The kid you fathered and developed a bond with, though, is the product of an affair with a married woman, who stayed with her military-man husband. And that guy, who was away at an Air Force base during your relationship with his wife, gets to be the legal father of your child.
That's the situation faced by James Rhoades of Tallahassee, Fla. The Supreme Court of Kentucky (where the boy's mother and her husband now live) ruled 4-3 last month that Rhoades could not press his paternity claim despite DNA evidence.
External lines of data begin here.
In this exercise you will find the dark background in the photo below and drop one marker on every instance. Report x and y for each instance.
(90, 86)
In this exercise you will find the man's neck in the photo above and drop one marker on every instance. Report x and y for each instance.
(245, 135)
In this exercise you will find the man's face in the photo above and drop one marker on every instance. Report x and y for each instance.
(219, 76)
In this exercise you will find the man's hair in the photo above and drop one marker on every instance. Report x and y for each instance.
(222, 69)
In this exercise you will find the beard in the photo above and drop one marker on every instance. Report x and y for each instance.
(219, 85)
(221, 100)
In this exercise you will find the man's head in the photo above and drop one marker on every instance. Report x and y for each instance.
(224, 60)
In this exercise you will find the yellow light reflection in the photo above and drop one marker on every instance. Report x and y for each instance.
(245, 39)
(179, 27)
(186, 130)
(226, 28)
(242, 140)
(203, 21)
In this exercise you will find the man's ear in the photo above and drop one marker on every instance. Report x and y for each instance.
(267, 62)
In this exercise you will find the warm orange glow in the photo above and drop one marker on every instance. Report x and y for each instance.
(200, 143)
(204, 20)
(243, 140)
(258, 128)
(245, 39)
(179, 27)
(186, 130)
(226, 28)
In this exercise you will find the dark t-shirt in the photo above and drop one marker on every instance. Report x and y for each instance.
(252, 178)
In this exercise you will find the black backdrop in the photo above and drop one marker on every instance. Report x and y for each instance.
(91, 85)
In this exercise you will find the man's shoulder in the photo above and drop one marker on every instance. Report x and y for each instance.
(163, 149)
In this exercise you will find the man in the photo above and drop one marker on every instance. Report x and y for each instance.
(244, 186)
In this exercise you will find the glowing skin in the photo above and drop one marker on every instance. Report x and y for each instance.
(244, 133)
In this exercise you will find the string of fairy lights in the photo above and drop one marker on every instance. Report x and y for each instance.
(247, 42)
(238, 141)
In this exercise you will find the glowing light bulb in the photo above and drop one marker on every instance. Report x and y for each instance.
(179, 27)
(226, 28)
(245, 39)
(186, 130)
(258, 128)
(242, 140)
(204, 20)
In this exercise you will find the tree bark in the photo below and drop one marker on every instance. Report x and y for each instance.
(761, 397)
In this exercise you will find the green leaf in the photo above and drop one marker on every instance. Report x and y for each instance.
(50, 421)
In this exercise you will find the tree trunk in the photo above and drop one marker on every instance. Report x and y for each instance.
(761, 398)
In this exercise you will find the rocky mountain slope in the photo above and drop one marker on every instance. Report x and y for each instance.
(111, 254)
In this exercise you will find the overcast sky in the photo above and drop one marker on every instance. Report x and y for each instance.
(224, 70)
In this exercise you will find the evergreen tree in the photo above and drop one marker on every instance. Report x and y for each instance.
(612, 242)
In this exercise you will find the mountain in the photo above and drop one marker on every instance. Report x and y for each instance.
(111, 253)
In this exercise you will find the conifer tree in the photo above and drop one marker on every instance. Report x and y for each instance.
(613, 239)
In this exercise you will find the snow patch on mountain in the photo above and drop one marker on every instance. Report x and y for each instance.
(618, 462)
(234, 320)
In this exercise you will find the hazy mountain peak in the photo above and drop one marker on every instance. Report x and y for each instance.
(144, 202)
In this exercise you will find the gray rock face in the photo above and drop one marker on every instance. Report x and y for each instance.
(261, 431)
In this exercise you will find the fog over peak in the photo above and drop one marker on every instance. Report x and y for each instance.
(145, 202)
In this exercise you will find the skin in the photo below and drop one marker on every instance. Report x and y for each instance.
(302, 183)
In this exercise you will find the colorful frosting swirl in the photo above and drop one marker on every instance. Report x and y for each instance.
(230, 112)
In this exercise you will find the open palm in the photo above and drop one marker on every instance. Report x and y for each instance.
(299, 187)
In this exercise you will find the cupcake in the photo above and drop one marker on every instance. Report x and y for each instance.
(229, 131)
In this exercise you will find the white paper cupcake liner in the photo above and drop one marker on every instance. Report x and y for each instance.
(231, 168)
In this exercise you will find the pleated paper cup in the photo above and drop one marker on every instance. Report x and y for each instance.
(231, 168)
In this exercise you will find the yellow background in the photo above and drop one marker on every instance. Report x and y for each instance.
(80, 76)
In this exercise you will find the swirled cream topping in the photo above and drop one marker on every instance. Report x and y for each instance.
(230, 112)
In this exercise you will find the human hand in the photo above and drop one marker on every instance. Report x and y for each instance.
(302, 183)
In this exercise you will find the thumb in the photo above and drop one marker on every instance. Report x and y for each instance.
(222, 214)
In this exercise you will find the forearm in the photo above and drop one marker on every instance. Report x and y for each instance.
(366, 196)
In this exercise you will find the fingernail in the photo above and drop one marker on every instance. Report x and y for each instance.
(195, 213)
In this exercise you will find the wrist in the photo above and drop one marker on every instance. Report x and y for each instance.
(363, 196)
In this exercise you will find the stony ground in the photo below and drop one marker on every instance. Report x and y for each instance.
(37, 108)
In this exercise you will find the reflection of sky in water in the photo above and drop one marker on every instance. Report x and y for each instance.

The reason is a centuries-old legal precedent called the "marital presumption" which holds that if a woman is married when she gives birth, that man is presumed to be the father of the child even if all parties involved know otherwise.
Which made sense centuries ago, before we understood anything about genetics much less DNA. Now, though, when establishing paternity is as simple as swabbing a cheek, is it really right to keep this child's real father, who is eager to continue a relationship with him, out off his life? Or, conversely, to force men who are already dealing with the fallout from a cheating spouse to be financially responsible for a child that is not theirs because they were married to the child's mother?
"... We are in need of a bold declaration that the marriage circle, even one with an errant partner, will be invaded at one's own legal risk," Justice Bill Cunningham was by quoted Time as writing in his judicial opinion.
GAH. I'm pro-marriage, for EVERYBODY that wants it, but that's just — wow. When at least two of the three people involved showed no respect for the institution, why in heaven's name should the law? Especially when a boy's right to know the truth of his life is being trampled. And a father is left, as the Time article describes him, "devastated."